The most common corn rust is caused by the fungus Puccinia sorghi and usually appears after tasseling as dark, reddish-brown pustules on the upper and lower surfaces of the leaves. Infection is usually worst when temperatures are between 60° and 74°F and the relative humidity is high for an extended period of time. The rust fungus does not overwinter in the crop residue and new infections result from spores blown northward from warmer areas where the fungus survives on its alternate host, wood sorrel. Photo Credit Daren Mueller Wikimedia
- Remove infected plants immediately and dispose of them so that the spores of the fungus can not spread.

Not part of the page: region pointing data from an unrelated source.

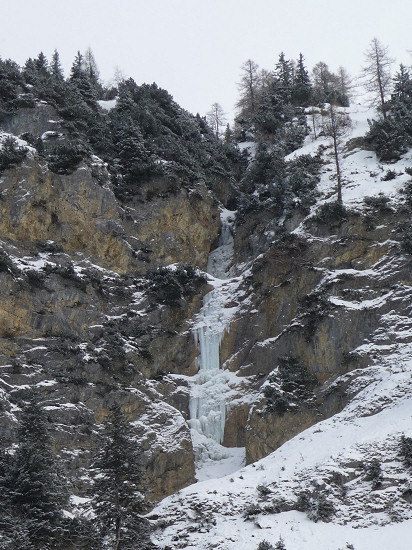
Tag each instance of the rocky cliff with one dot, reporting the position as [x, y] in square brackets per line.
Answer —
[81, 323]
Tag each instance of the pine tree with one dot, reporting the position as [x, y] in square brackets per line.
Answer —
[33, 485]
[302, 86]
[56, 68]
[80, 79]
[283, 76]
[42, 65]
[118, 473]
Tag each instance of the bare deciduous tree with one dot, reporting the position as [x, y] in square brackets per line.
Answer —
[336, 124]
[216, 118]
[376, 73]
[248, 86]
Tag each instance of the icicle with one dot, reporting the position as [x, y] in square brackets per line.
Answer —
[207, 405]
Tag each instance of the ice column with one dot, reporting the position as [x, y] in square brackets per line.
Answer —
[207, 402]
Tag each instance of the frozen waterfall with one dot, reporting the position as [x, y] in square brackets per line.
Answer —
[210, 390]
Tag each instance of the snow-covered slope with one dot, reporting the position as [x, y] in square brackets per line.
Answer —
[343, 483]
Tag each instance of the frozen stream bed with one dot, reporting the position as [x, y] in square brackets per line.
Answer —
[212, 387]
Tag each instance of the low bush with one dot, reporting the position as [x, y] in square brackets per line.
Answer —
[64, 159]
[331, 213]
[390, 175]
[406, 450]
[11, 153]
[168, 286]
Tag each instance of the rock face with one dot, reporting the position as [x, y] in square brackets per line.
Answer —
[78, 323]
[75, 321]
[319, 297]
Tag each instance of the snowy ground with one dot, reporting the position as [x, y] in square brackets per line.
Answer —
[329, 460]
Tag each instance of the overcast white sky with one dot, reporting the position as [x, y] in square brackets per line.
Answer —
[194, 48]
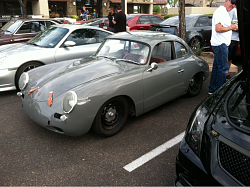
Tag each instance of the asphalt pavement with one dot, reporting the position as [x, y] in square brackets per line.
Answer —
[33, 156]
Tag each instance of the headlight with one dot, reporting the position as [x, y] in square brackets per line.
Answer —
[2, 59]
[195, 131]
[69, 101]
[23, 81]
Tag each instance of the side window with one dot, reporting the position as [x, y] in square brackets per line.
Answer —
[143, 20]
[101, 36]
[27, 28]
[155, 19]
[180, 50]
[83, 36]
[203, 21]
[162, 52]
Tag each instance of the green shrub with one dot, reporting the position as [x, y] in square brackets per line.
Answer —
[170, 15]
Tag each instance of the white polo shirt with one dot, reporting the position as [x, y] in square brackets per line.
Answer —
[221, 16]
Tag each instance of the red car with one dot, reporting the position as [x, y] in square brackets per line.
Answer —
[142, 21]
[23, 30]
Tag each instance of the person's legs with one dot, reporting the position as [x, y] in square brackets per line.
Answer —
[220, 67]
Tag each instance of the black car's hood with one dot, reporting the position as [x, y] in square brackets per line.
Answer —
[244, 28]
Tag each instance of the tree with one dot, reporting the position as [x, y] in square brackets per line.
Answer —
[23, 4]
[182, 22]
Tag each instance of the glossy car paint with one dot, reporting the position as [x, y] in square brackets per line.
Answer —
[203, 33]
[18, 38]
[96, 81]
[222, 128]
[18, 54]
[133, 22]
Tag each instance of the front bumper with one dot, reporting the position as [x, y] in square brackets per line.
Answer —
[76, 123]
[192, 171]
[7, 80]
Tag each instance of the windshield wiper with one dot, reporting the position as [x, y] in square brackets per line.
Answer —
[126, 60]
[108, 57]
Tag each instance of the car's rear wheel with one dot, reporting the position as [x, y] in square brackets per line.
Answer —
[195, 43]
[195, 85]
[111, 117]
[24, 68]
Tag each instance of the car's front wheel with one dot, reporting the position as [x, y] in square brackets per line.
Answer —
[24, 68]
[111, 117]
[195, 85]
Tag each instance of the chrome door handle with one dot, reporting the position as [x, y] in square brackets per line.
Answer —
[181, 70]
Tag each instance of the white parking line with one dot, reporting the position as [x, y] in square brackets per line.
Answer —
[152, 154]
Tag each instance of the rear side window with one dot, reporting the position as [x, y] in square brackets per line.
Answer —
[155, 19]
[180, 50]
[83, 36]
[143, 20]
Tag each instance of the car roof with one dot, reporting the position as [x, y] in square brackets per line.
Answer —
[76, 26]
[149, 37]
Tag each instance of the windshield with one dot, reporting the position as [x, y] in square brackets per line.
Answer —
[49, 38]
[11, 28]
[175, 20]
[130, 51]
[238, 106]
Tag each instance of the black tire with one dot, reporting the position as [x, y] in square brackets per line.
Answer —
[24, 68]
[111, 117]
[195, 85]
[195, 42]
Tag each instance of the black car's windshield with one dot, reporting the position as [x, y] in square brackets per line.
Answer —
[128, 17]
[238, 107]
[49, 38]
[130, 51]
[175, 20]
[11, 27]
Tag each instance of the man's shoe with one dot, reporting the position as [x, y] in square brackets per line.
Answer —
[228, 77]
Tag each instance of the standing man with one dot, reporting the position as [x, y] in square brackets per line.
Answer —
[233, 47]
[111, 17]
[220, 40]
[120, 20]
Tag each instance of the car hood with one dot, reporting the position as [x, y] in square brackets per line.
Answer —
[80, 72]
[244, 27]
[12, 49]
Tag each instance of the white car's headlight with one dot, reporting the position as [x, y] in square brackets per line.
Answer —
[195, 131]
[69, 101]
[23, 81]
[2, 59]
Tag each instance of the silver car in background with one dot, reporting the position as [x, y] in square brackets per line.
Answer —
[57, 43]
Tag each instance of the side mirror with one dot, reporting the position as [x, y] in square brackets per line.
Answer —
[69, 44]
[154, 66]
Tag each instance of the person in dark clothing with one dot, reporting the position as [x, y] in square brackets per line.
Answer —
[120, 20]
[111, 17]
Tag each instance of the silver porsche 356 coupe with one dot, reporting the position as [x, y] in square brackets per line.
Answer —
[130, 74]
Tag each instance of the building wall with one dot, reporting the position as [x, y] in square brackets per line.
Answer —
[194, 10]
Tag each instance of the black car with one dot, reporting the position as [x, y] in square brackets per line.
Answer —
[216, 147]
[198, 29]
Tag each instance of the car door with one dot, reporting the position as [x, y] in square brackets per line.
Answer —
[165, 82]
[143, 23]
[86, 41]
[204, 27]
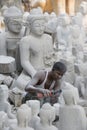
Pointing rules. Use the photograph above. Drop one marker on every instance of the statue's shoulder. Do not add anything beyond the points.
(45, 35)
(25, 39)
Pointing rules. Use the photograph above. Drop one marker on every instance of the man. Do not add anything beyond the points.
(47, 83)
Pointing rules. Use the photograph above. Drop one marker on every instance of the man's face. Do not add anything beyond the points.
(15, 25)
(57, 74)
(38, 27)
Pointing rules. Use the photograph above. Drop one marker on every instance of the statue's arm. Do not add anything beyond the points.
(10, 115)
(32, 85)
(25, 57)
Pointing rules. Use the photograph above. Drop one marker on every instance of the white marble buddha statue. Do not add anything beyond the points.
(71, 115)
(36, 49)
(23, 118)
(35, 109)
(47, 116)
(14, 31)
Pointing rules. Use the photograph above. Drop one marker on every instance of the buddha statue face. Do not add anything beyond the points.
(83, 8)
(38, 27)
(14, 25)
(75, 31)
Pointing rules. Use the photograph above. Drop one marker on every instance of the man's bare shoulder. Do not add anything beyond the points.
(40, 74)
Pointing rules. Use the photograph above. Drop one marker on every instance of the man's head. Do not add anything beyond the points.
(36, 22)
(58, 69)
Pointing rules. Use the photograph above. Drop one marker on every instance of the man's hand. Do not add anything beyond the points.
(46, 92)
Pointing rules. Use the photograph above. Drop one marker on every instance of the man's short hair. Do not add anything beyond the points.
(59, 66)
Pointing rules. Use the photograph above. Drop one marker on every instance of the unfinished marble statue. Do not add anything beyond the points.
(14, 32)
(83, 11)
(63, 32)
(35, 109)
(47, 116)
(4, 104)
(3, 121)
(36, 50)
(77, 42)
(23, 118)
(71, 116)
(9, 3)
(78, 20)
(70, 74)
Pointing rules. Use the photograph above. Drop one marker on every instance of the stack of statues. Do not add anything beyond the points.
(35, 42)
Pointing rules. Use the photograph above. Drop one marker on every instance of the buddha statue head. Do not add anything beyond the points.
(13, 19)
(36, 21)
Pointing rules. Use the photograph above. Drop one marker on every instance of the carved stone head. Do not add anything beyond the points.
(13, 19)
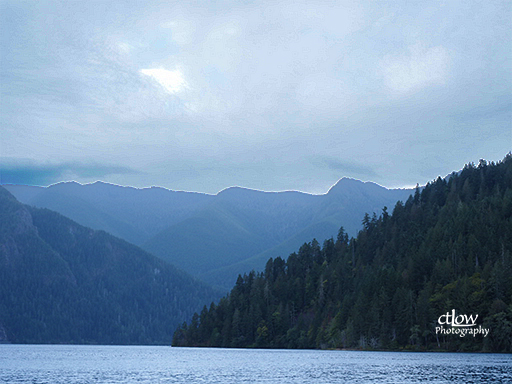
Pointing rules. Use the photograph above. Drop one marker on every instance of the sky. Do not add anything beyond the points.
(277, 95)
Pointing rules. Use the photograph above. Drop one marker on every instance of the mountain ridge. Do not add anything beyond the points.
(187, 228)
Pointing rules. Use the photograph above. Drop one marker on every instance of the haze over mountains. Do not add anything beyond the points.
(214, 237)
(61, 282)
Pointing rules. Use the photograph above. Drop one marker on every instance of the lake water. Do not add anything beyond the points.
(54, 364)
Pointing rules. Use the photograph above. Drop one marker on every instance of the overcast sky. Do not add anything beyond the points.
(274, 95)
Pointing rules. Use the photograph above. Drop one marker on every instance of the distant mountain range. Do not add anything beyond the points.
(61, 282)
(214, 237)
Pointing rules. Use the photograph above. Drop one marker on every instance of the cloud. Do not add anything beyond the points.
(26, 172)
(172, 81)
(350, 168)
(200, 96)
(418, 68)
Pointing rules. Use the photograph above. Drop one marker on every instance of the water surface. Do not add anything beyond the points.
(55, 364)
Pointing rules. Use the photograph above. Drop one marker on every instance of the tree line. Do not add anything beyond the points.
(447, 247)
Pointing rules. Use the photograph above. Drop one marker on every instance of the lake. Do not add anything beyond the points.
(54, 364)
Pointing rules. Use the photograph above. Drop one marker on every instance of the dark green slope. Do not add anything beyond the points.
(241, 228)
(61, 282)
(449, 247)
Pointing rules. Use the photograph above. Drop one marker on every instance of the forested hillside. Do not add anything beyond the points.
(213, 237)
(449, 246)
(61, 282)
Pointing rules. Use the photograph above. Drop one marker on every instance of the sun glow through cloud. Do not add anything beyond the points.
(172, 81)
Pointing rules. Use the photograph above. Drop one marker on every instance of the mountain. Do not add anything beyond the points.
(214, 237)
(130, 213)
(61, 282)
(396, 285)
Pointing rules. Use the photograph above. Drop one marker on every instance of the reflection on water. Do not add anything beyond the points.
(147, 364)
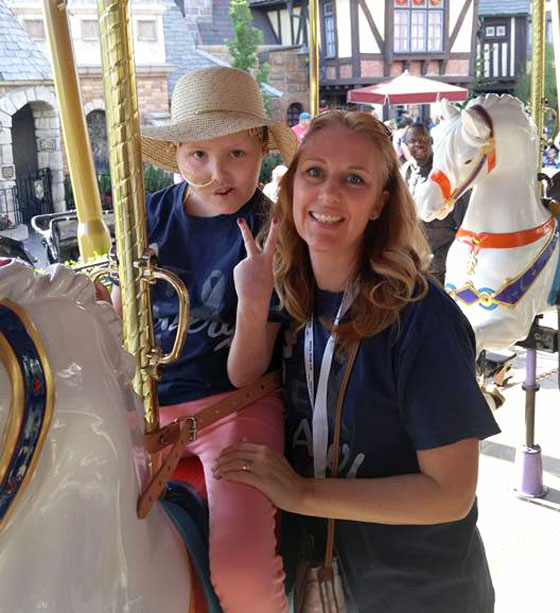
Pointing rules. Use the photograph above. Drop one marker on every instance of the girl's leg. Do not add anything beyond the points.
(246, 571)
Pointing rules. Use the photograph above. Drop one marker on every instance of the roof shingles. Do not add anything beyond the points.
(20, 58)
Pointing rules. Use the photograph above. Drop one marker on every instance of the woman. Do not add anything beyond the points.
(350, 248)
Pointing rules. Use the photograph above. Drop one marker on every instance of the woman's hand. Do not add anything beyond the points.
(253, 276)
(265, 469)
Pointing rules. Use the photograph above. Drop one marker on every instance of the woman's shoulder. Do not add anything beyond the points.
(436, 314)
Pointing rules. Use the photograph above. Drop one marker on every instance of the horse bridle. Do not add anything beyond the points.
(487, 158)
(23, 356)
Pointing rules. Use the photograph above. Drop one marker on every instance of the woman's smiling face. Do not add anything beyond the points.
(337, 191)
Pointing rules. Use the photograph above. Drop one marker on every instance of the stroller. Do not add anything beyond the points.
(59, 233)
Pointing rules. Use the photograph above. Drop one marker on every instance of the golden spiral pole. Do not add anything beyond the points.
(313, 57)
(538, 66)
(125, 160)
(93, 236)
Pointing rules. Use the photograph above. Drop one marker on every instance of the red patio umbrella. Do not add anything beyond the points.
(407, 89)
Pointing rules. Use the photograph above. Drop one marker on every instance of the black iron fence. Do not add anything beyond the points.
(10, 213)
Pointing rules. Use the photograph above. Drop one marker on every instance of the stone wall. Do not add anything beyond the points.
(288, 73)
(42, 102)
(151, 86)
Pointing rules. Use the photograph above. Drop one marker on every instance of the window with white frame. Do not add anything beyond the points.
(146, 29)
(330, 36)
(35, 28)
(418, 26)
(89, 29)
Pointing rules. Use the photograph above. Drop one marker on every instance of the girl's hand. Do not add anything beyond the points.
(265, 469)
(253, 276)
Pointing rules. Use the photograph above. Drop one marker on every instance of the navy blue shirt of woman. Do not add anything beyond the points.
(412, 388)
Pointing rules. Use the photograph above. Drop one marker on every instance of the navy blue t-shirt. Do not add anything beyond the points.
(203, 251)
(412, 388)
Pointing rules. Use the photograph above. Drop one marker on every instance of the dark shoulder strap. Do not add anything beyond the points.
(336, 443)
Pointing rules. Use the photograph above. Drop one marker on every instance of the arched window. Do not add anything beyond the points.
(293, 113)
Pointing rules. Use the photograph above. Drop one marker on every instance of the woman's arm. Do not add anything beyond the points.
(254, 337)
(443, 490)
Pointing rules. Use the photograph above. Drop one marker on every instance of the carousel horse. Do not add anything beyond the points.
(71, 459)
(502, 268)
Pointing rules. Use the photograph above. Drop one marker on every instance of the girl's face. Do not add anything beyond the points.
(337, 189)
(230, 165)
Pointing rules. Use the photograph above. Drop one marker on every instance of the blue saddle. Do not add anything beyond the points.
(189, 514)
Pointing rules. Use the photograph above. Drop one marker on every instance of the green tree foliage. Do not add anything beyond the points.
(523, 82)
(244, 45)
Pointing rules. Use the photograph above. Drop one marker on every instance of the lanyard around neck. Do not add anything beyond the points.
(320, 425)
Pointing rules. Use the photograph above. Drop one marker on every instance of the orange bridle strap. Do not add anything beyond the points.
(487, 158)
(505, 240)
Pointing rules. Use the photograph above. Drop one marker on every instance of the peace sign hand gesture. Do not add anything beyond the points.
(253, 276)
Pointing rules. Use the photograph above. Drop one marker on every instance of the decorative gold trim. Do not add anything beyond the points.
(49, 405)
(15, 416)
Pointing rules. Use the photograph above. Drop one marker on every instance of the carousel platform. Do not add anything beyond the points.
(522, 535)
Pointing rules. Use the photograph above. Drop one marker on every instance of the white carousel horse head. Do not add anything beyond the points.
(71, 540)
(501, 267)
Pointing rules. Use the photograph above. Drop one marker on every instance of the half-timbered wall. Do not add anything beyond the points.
(502, 48)
(366, 41)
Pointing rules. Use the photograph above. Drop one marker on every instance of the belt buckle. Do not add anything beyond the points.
(192, 427)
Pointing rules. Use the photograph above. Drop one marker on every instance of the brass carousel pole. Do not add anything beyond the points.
(537, 65)
(93, 236)
(555, 5)
(313, 57)
(127, 181)
(528, 458)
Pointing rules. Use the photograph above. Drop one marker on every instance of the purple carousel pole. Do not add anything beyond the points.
(528, 461)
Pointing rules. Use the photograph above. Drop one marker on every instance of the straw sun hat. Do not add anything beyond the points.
(209, 103)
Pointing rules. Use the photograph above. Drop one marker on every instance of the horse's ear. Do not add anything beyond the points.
(447, 110)
(473, 127)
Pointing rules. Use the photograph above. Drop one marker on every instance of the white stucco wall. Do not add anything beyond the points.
(368, 44)
(344, 28)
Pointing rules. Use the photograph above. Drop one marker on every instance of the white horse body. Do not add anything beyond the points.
(504, 202)
(73, 543)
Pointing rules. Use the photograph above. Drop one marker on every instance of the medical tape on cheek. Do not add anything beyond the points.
(441, 180)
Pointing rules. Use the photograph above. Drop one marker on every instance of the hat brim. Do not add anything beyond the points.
(157, 141)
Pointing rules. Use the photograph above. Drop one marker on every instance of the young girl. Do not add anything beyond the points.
(217, 137)
(350, 251)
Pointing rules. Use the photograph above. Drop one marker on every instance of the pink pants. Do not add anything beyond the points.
(246, 572)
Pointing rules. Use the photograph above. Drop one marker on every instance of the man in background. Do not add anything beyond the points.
(302, 126)
(439, 232)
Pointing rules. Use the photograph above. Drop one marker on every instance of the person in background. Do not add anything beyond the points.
(270, 190)
(398, 135)
(439, 232)
(301, 127)
(550, 157)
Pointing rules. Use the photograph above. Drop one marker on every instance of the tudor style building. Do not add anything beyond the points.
(367, 41)
(502, 44)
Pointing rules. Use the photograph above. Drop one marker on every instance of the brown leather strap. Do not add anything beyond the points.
(185, 430)
(329, 549)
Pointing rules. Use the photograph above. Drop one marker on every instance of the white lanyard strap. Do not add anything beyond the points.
(320, 425)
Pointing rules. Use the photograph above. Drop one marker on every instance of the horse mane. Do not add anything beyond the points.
(20, 283)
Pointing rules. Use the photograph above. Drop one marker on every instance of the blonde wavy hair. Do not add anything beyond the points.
(392, 268)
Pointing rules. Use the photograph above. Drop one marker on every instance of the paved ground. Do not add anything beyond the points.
(522, 536)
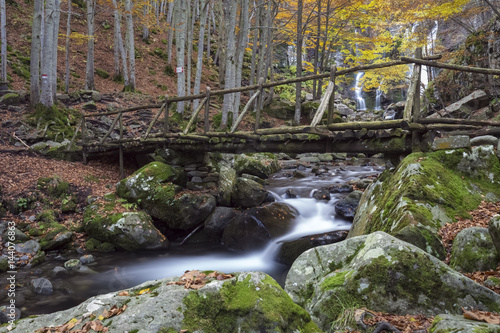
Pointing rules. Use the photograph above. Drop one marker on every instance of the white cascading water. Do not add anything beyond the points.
(358, 91)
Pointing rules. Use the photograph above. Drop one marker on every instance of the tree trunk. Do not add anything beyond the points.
(3, 49)
(47, 98)
(242, 44)
(89, 72)
(230, 8)
(199, 61)
(35, 53)
(298, 86)
(180, 42)
(68, 33)
(130, 44)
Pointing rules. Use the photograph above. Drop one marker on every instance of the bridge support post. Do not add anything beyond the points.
(259, 103)
(122, 173)
(206, 121)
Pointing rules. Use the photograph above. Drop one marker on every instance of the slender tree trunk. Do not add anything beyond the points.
(3, 48)
(199, 61)
(46, 97)
(68, 33)
(180, 43)
(230, 8)
(145, 28)
(35, 53)
(170, 23)
(298, 86)
(130, 44)
(55, 32)
(242, 44)
(89, 72)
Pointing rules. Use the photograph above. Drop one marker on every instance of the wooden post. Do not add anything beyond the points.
(206, 121)
(331, 103)
(84, 140)
(122, 173)
(415, 136)
(165, 119)
(259, 103)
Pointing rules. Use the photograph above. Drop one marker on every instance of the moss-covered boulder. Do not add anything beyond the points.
(114, 223)
(259, 164)
(248, 302)
(255, 227)
(430, 190)
(473, 251)
(247, 193)
(384, 274)
(446, 323)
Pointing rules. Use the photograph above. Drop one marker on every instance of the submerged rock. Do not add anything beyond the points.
(384, 274)
(249, 302)
(473, 251)
(255, 227)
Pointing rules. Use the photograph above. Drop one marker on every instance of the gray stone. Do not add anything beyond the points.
(87, 259)
(346, 207)
(384, 274)
(473, 251)
(255, 227)
(42, 286)
(72, 264)
(494, 230)
(214, 225)
(452, 142)
(29, 247)
(458, 324)
(247, 193)
(262, 306)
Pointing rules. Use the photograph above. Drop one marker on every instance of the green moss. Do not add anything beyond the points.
(241, 304)
(102, 73)
(334, 281)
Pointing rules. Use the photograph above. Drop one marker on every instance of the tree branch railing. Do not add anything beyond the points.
(410, 122)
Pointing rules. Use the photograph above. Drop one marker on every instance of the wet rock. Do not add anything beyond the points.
(459, 324)
(42, 286)
(347, 206)
(72, 264)
(484, 140)
(29, 247)
(291, 250)
(217, 221)
(259, 164)
(248, 302)
(248, 193)
(255, 227)
(473, 250)
(494, 230)
(87, 259)
(322, 194)
(375, 271)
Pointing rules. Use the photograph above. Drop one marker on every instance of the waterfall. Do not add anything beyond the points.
(358, 91)
(378, 97)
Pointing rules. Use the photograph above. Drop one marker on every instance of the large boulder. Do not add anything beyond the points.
(258, 164)
(473, 251)
(248, 302)
(255, 227)
(129, 230)
(383, 274)
(247, 193)
(429, 190)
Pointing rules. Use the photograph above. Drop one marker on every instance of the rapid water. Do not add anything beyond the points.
(120, 270)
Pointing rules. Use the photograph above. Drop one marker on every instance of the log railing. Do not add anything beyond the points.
(411, 119)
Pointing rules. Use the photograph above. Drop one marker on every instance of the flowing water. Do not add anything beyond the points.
(121, 270)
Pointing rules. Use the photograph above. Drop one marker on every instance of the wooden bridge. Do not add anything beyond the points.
(391, 137)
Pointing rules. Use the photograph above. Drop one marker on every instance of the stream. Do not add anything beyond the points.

- Wash tools, hands, and clothing that may carry spores.
- Use resistant cultivars
- Water in the morning using drip irrigation to reduce the time that moisture is on the leaves
- Mulch plants to reduce the effects of rain splashing spores onto plants
- Increase air circulation by increasing space between plants or trimming excess foliage
- Spray with a solution of 1 tablespoon baking soda, 2 1/2 tablespoons vegetable oil, and 1 teaspoon of liquid soap (not detergent) per gal of water. Repeat every 2 weeks, more often if rain washes the solution away.
- Spray with a prepared solution of Bacillus subtilis about every 2 weeks or when rain has washed it off the leaves.
- For very severe infestations spray with copper or sulfur, heeding cautionary warnings on the containers. The copper application will require special equipment.